Kandungan metabolit sekunder dan karakterisasi ekstrak dapat dipengaruhi oleh pelarut yang digunakan pada proses ekstraksi. Kandungan senyawa fenolik dan aktivitas antioksidan dari daun Labisia pumila dapat dipengaruhi oleh pelarut. Penelitian ini bertujuan untuk mengetahui aktivitas antioksidan dan kadar fenolik total pada tiga ekstrak yang menggunakan pelarut berbeda. Daun L. pumila diekstraksi dengan akuades menggunakan metode infusa dan diekstraksi dengan etanol 70% dan 96% menggunakan metode maserasi. Ekstrak yang dihasilkan ditentukan kadar fenolik totalnya menggunakan metode spektrofotometri UV-Visible dengan pereaksi Folin-Ciocalteu menggunakan standar asam galat.
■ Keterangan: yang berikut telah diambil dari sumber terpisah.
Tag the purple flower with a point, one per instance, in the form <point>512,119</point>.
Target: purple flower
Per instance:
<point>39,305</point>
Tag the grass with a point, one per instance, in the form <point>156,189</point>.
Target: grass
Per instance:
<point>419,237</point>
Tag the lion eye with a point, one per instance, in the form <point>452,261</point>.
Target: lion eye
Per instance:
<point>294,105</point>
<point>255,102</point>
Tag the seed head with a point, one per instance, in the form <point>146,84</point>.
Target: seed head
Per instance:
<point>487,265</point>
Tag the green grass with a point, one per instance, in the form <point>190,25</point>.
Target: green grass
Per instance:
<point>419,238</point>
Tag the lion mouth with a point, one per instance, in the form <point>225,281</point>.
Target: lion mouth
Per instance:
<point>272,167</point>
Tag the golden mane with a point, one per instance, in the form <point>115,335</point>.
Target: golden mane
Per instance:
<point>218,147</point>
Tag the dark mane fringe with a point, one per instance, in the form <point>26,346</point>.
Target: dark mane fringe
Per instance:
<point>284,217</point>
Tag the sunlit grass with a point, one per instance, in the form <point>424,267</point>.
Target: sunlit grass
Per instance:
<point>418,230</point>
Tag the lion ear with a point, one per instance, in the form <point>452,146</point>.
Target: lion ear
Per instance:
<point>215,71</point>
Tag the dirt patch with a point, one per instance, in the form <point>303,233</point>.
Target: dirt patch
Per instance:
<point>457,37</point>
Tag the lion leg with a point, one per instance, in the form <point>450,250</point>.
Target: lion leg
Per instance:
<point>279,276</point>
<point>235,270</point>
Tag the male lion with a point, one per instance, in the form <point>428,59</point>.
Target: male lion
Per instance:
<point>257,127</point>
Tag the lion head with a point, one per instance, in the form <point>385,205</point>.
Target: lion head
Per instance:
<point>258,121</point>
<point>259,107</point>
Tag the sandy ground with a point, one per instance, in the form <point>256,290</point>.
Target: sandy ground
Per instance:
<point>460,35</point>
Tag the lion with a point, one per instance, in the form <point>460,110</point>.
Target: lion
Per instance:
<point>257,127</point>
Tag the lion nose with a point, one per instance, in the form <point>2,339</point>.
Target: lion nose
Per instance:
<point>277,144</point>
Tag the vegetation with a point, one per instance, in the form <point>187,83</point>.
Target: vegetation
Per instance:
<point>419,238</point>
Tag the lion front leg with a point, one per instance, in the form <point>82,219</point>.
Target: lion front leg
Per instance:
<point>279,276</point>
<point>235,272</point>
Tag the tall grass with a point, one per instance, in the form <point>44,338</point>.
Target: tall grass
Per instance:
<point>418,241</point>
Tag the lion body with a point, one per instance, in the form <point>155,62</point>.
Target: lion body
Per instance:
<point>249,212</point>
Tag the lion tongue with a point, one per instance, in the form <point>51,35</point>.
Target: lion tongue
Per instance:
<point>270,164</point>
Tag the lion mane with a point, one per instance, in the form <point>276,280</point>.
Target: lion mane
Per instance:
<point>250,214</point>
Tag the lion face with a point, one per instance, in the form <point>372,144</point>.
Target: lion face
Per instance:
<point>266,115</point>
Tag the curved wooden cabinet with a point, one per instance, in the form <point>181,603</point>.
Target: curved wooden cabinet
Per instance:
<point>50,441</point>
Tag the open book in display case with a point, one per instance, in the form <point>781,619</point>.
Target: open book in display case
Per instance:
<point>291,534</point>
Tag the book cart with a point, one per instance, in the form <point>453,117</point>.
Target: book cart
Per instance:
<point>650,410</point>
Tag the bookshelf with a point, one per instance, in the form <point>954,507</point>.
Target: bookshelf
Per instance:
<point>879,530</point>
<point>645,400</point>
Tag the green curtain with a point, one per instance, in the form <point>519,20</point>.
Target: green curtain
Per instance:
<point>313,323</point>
Aktivitas antioksidan (nilai IC50) ditentukan dengan metode DPPH menggunakan spektrofotometri UV-Visible. Hasil penelitian menunjukkan kadar fenolik total dari ekstrak akuades 6,437 ± 0,177 b/b GAE, ekstrak etanol 70% 8,377 ± 0,079 b/b GAE, dan ekstrak etanol 96% 17,387 ± 0,621% b/b GAE. Aktivitas antioksidan diketahui nilai IC50 dari ekstrak akuades 59,716 ppm (kategori kuat), ekstrak etanol 70% 50,543 ppm (kategori kuat), dan ekstrak etanol 96% 43,520 ppm (kategori sangat kuat). Kesimpulan dari penelitian ini diketahui bahwa dari ketiga ekstrak, aktivitas antioksidan yang paling kuat dan fenolik total paling tinggi terdapat pada ekstrak etanol 96%.